Sunday, January 07, 2007
Swedish Food and Drink
It was helpful for me to go home and talk to people in person who are interested in my Swedish excursion because they asked me questions about life in Sweden that I have started to take for granted or overlooked entirely. For example, a key component to any culture and lifestyle is obviously food and drink, but outside of the now infamous "Fika" blog entry, I've given very little mention to Swedish culinary delicacies and delights.
Upon hearing the question "What's the food like in Sweden?," my immediate response was "not very different to what I have known in the U.S." Relatively speaking, this is very true. In comparison to the unique flavors found in Spain, Italy, France, Asian countries and many others, the food in Sweden is fairly familiar to the American palate. Yet unto itself, there are many characteristics that set Swedish food apart.
Fish is the central Swedish genre of food, coming in all shapes and sizes with many different sauces, spices and manners of preparation. "Lax" (Salmon) is common and available everywhere served either hot or cold, Also omnipresent is "Sill" (Herring) which comes in forms pickled, marinated, pan-fried and many other fascinating presentations usually complementing the main dish. Other fish entrees are seasonal including the aforementioned blog entry of crayfish (August) and a December favorite of some Swedes (loathed by others) is lutefisk, where preparation actually begins in August!
Other dishes include wild game and reindeer (yes, reindeer and you Americans need to get over your Rudolph and Bambi issues), which simply can't be beat with a savory glass of red wine. Boiled potatoes, Swedish meatballs, lingonberry jam and sauce and hearty breads full of natural fiber all distinguish food in Sweden. The famous Swedish "smörgåsbord," which means "sandwich table," is a full buffet of extraordinary food intended to be gradually enjoyed, lightly sampled and where patrons linger for a long time delighting in an experience truly Swedish.
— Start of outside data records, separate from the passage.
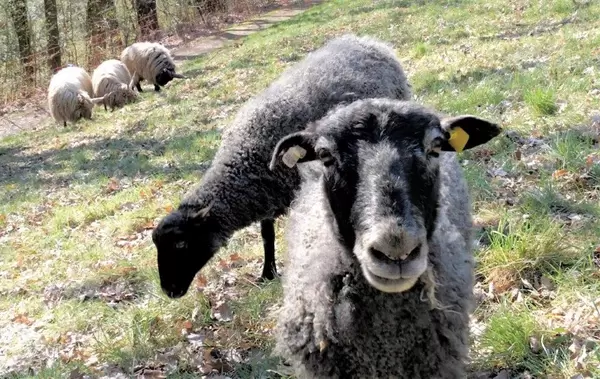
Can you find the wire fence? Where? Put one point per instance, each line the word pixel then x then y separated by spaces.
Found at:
pixel 178 20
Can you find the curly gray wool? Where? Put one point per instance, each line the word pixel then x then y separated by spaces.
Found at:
pixel 69 95
pixel 239 187
pixel 147 60
pixel 112 80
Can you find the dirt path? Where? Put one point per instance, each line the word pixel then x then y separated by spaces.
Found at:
pixel 208 44
pixel 35 115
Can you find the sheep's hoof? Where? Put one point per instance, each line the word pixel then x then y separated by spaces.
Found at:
pixel 267 276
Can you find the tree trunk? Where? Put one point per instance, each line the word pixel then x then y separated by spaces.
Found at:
pixel 101 25
pixel 18 14
pixel 147 16
pixel 53 46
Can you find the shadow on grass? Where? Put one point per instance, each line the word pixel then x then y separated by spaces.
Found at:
pixel 22 174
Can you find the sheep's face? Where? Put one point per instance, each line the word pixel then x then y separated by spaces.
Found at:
pixel 84 107
pixel 381 177
pixel 185 242
pixel 166 75
pixel 123 96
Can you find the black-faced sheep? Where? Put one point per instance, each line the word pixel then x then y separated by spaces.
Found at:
pixel 379 271
pixel 239 189
pixel 69 95
pixel 112 80
pixel 151 61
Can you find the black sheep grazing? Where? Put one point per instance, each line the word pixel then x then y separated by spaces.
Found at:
pixel 379 269
pixel 239 189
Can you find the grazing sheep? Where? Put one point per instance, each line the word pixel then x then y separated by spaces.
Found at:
pixel 239 189
pixel 112 78
pixel 69 95
pixel 151 61
pixel 379 267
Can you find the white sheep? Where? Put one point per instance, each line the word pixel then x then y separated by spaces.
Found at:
pixel 151 61
pixel 70 95
pixel 112 80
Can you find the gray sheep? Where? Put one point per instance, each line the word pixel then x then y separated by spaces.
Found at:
pixel 70 95
pixel 379 271
pixel 112 78
pixel 239 189
pixel 151 61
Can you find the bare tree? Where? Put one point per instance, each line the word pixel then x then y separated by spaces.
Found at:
pixel 20 19
pixel 211 6
pixel 53 46
pixel 102 28
pixel 147 16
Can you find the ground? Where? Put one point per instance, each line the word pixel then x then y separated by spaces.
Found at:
pixel 79 292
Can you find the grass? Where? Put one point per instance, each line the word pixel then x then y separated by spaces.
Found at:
pixel 79 287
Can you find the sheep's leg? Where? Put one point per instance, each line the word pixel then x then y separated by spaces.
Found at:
pixel 267 231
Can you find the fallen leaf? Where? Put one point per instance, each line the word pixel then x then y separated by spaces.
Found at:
pixel 222 312
pixel 76 374
pixel 152 374
pixel 201 282
pixel 558 173
pixel 534 345
pixel 22 319
pixel 148 225
pixel 113 185
pixel 518 155
pixel 187 325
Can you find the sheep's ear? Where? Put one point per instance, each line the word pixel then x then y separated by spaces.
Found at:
pixel 467 132
pixel 204 212
pixel 295 148
pixel 98 100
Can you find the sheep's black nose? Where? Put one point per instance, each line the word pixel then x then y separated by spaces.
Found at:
pixel 395 246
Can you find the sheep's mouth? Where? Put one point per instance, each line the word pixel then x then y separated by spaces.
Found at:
pixel 393 269
pixel 391 275
pixel 390 285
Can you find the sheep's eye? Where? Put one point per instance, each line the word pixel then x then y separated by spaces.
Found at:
pixel 435 148
pixel 325 157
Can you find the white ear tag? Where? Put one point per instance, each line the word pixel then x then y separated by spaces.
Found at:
pixel 293 155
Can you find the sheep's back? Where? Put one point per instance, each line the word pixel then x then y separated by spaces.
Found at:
pixel 343 70
pixel 73 76
pixel 110 75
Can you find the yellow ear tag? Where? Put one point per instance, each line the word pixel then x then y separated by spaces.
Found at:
pixel 458 139
pixel 293 155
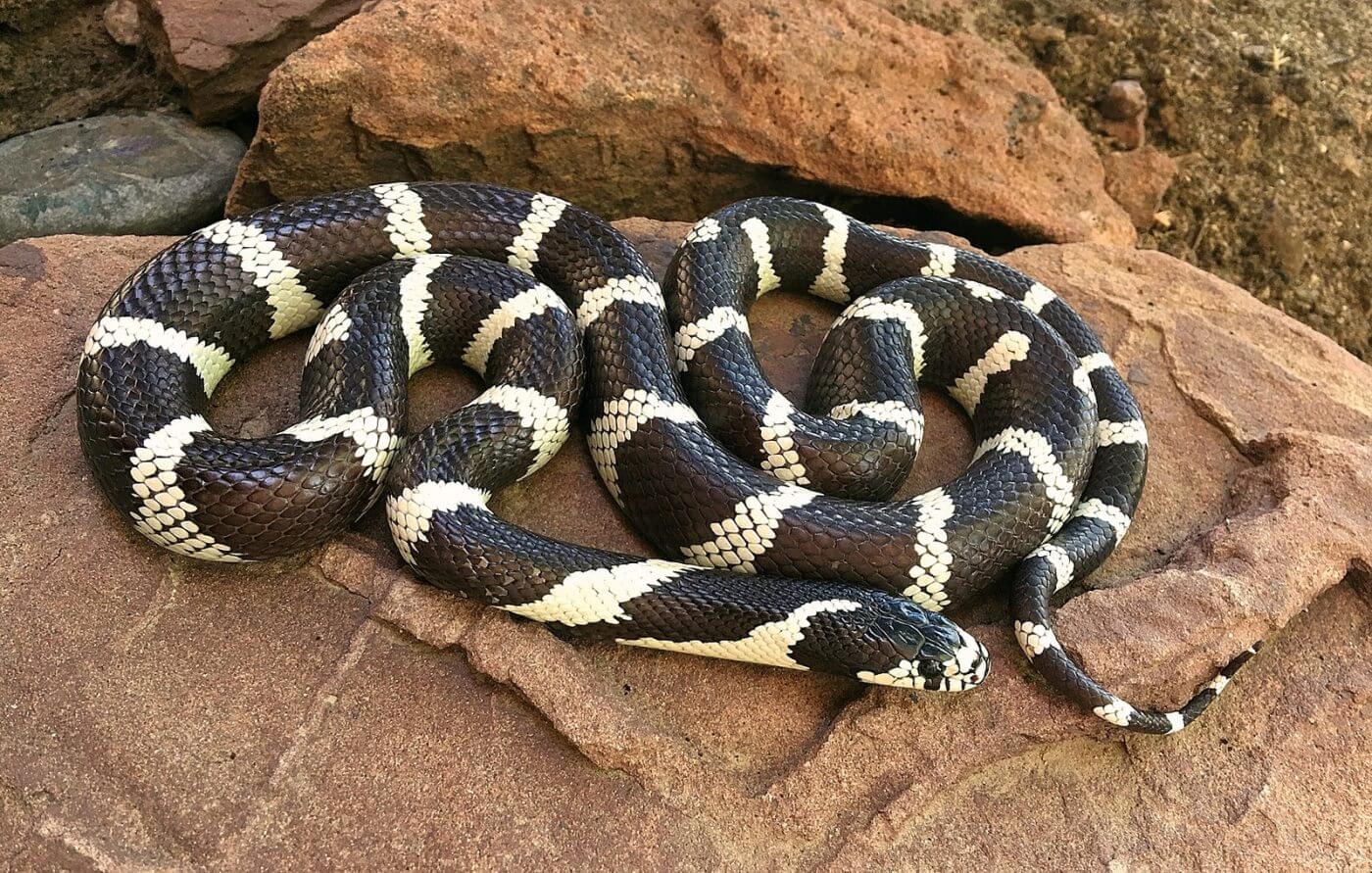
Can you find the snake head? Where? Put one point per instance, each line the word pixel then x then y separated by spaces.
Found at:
pixel 930 653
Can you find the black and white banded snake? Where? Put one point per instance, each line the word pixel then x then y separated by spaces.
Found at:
pixel 796 557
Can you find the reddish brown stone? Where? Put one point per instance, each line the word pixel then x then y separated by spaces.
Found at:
pixel 676 107
pixel 331 711
pixel 1138 181
pixel 222 52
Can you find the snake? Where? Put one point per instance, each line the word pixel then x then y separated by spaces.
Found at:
pixel 784 543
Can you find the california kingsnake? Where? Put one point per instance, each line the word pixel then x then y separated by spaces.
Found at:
pixel 504 281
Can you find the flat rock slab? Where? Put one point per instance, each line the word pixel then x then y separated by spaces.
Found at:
pixel 676 107
pixel 136 173
pixel 328 709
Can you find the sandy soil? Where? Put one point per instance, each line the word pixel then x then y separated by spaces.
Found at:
pixel 59 64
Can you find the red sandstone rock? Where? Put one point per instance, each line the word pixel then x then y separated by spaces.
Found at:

As for drink, despite Swedes being known for their schnapps, aqvavit and vodka, beer remains the most affordable and favorite of the alcoholic drinks. If you come to visit, part of your experience will be learning about the legend of Swedish "Skål," the beverage toast to begin formal and informal meals which dates back to the Viking era. Coffee is always available and usually consumed after the main meals of lunch and dinner. And ordinary tap water is very good, though I do wish there were drinking fountains in Europe....
Fast food is not nearly the sensation it is in the States, but you can't go too far without finding a McDonalds and there may well be a Burger King around the next corner. "Pizza & Kebab" (Kebab is a Middle Eastern meat prep) can be found everywhere, which is almost equivalent to your typical fast food joint in the States.
And finally, while much is made of the ever-growing portion sizes in the U.S., Swedes seem to do just fine with generally smaller portions, though I have a really hard time finishing the supposed "individual-sized" pizzas here.